Zum ersten Thema: Die in Rostock erscheinende OSTSEE-ZEITUNG bemerkt:

"Wer es deftig oder holzschnittartig mag, ist beim Aschermittwoch gut aufgehoben. Die Mischung aus politischer Gaudi und Schattenboxen mit einem abwesenden Gegner bot zumindest einen gewissen Unterhaltungswert. Bedenklich ist, dass Stoiber mit seiner Totalablehnung einer türkischen EU-Mitgliedschaft den meisten Beifall in der Passauer Halle einheimste. Damit ist zu erwarten, dass die Union diese Karte im Wahlkampf auszuspielen gedenkt. Nicht zuletzt, weil Wahlkämpfe, die auf dumpfe Überfremdungs- und Überforderungsängste setzen, für die Union bereits erfolgreich verlaufen sind. Siehe die Siege von Hessens Regierungschef Roland Koch. Insofern macht manche deftige Aschermittwochsrede sehr nachdenklich."

Auf einen anderen Aspekt weist das HANDELSBLATT aus Düsseldorf hin:

"Die lautstarken Worte, die dort zwischen Passau, Biberach und Vilshofen, Düsseldorf und Demmin in Vorpommern gefallen sind, können eins nicht überdecken: Die Zustimmung zur politischen Elite schwindet derzeit in der Wahlbevölkerung in einem geradezu beängstigenden Ausmaß. Es ist vielleicht nur noch vergleichbar mit dem Vertrauensverlust, den viele Menschen nach dem letzten Aktiencrash an den Börsen durchlebten. Nichts oder kaum noch etwas traut man Politikern in Berlin und andernorts zur Lösung der anstehenden Probleme zu."

In eine ähnliche Richtung geht der Meinungsbeitrag der MITTELBAYERISCHEN ZEITUNG aus Regensburg. Das Blatt fragt nämlich:

"Braucht es in Zeiten wie diesen überhaupt derartige Polit-Folklore? Kann man Menschen, die allenthalben die immer enger werdenden Spielräume der Politik am eigenen Leibe spüren, mit derben Sprüchen eine Vision geben, wie die Zukunft aussehen könnte? Geht es um die Lufthoheit über den Stammtischen - oder um Konzepte, die auf einer möglichst breiten Basis aufgebaut werden sollten?

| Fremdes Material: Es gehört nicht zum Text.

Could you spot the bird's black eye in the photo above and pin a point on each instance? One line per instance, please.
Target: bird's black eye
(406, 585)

Darüber müssten eigentlich diejenigen nachdenken, die am Mittwoch ihre jeweiligen politischen Gegner schlicht zu Deppen stempelten."

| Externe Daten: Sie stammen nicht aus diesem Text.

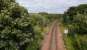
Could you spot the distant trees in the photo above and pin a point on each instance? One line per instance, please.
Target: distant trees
(76, 17)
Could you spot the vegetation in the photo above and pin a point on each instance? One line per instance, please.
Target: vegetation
(76, 20)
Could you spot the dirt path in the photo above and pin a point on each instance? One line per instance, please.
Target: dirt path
(54, 39)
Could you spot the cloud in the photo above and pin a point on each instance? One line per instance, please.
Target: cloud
(51, 6)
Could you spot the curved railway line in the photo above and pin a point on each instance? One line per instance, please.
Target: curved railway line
(54, 39)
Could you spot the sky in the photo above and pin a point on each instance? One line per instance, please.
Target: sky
(50, 6)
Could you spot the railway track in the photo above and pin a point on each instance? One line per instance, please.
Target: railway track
(54, 39)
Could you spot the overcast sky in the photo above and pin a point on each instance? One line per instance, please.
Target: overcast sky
(51, 6)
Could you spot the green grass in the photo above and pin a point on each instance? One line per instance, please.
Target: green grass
(76, 43)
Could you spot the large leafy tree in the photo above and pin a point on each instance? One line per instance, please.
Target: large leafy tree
(16, 28)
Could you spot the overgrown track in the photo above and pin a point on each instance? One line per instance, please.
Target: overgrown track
(54, 39)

Und damit Themenwechsel: Angesichts der Kanzler-Reise zu George Bush heißt es in der PFORZHEIMER ZEITUNG:

"Noch vor einigen Monaten hatte der US-Präsident im Kreise seiner Vertrauten geächzt, er könne einfach nicht mit diesem Schröder. Tja, jetzt muss er. Mit dem Desaster im Irak hat er sich außen- und innenpolitisch in eine Sackgasse manövriert, aus der es ohne Hilfe des 'alten Europa' kaum einen Ausweg gibt. Deshalb kann Schröder mit breiter Brust das Weiße Haus betreten. Dennoch sollte der Kanzler im Hinterkopf behalten, dass er die neue Lage vor allem dem Dilemma der Amerikaner zu verdanken hat."

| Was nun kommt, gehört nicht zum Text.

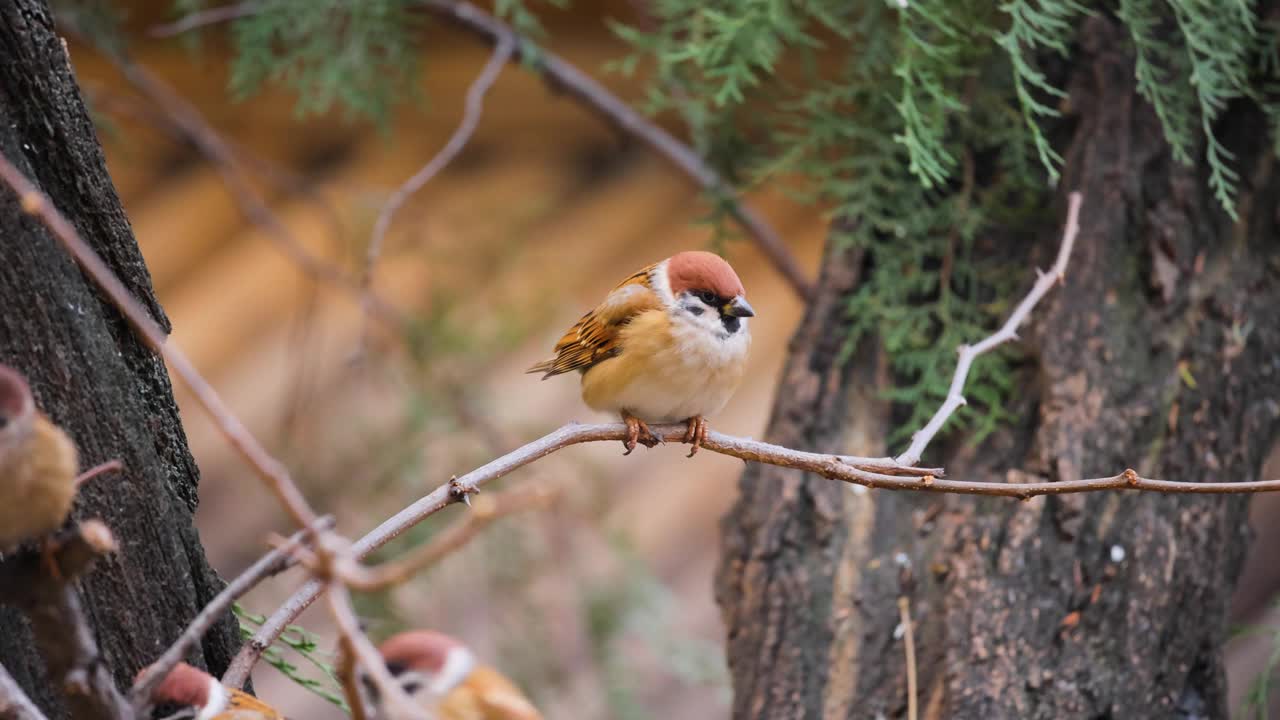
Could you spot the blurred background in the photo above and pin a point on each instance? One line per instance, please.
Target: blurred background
(599, 606)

DIE OSTTHÜRINGER ZEITUNG - sie erscheint in Gera - prognostiziert:

"Dass noch eine Männerfreundschaft draus werden könnte, werden nicht einmal Schröder und Bush behaupten, wenn der Bundeskanzler am Freitag nach dem Streit um den Irak-Krieg erstmals wieder vom Präsidenten im Weißen Haus empfangen wird. Denn außer dem ausgeprägten Machtinstinkt haben beide Staatsmänner wirklich nichts gemeinsam. Doch es ist gerade dieser Machtinstinkt, der ihnen sagt, dass sie einander nützlich sein können. Bush hilft es im Wahlkampf, wenn er sich außenpolitisch umgänglicher und pragmatischer zeigt, und auch dem innenpolitisch angeschlagenen Schröder ist ein glanzvoller Auftritt auf internationaler Bühne gerade recht."

Und der KÖLNER STADT-ANZEIGER kommt zu dem Schluss:

"Deutschland und die USA trennt heute mehr als es verbindet. Mag die Liste der Gemeinsamkeiten lang sein, die der fundamentalen Unterschiede in der Weltsicht, im Menschenbild und im gesellschaftlichen Klima ist noch viel länger: Die Deutschen glauben heute vor allem an die Wirkungskraft internationaler Organisationen, die Amerikaner glauben an den Nationalstaat. Die Deutschen suchen einen Ausgleich zwischen Kapitalismus und Sozialpolitik, die Amerikaner vertrauen auf die Kräfte des Marktes. Deutschland ist ein säkulares Land, die USA sind ein religiöses Land. Die meisten Deutschen sind heute gemäßigte Pazifisten, die meisten Amerikaner glauben immer noch an den Krieg als Handlungsinstrument. Es wird Zeit, eine nüchterne und emotionslose Bilanz der deutsch-amerikanischen Beziehungen zu ziehen, Unterschiede klar zu benennen und Gemeinsamkeiten zu suchen."